C'est donc vers elle que je me tourne, peut-être inconsciemment pour gagner du temps avant que l'un de mes loups ne me lance quelques piques acerbes. Et vu la situation, je ne pourrais que les encaisser et pas y répondre.

- Maï, au niveau des averses prévues cette semaine sur le Mont Adams, qu'en est-il ?

- La météo est restée telle qu'annoncée. Les averses ont cessé il y a deux jours.
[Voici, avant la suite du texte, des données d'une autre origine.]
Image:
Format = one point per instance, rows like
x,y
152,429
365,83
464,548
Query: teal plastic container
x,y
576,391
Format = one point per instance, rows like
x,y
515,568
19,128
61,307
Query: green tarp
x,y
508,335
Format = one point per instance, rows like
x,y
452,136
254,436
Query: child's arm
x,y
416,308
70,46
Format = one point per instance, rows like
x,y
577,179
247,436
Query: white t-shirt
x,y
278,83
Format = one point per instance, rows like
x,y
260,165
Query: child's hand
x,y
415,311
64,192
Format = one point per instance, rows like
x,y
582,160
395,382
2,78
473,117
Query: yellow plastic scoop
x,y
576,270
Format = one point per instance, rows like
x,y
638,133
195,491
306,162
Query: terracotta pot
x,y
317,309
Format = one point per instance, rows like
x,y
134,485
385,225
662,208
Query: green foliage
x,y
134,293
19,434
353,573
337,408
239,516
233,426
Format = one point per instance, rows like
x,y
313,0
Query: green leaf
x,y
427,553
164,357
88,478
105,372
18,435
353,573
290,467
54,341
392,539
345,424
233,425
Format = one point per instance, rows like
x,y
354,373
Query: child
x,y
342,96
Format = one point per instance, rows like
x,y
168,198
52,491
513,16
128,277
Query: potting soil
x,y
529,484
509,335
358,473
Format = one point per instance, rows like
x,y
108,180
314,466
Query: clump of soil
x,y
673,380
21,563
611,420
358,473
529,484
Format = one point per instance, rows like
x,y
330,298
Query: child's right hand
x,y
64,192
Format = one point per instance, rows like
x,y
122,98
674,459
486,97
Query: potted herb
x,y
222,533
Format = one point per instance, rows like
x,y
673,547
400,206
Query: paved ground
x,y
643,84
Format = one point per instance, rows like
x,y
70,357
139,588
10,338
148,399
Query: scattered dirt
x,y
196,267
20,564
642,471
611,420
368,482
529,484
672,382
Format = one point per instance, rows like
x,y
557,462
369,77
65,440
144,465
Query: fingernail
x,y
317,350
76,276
Le terrain devrait être suffisamment praticable demain comme prévu.

Demain. Quand je vois la tension entre nous en ce moment, je me demande comment nous pourrions mener à bien cette mission aussi tôt. Et pourtant, nous n'avons pas le choix. Une raison de plus qui me fait prendre conscience de mes conneries. Je viens de mettre en péril notre mission, à jouer au con, comme ils disent. Et pourtant j'ai eu l'occasion de l'éviter. Arman a essayé de me prévenir, hier. Et plusieurs fois les loups ont tenté de me faire comprendre les choses. Mais il aura fallu attendre le dernier moment pour que je me rende compte de tout ce que j'ai pu faire de travers.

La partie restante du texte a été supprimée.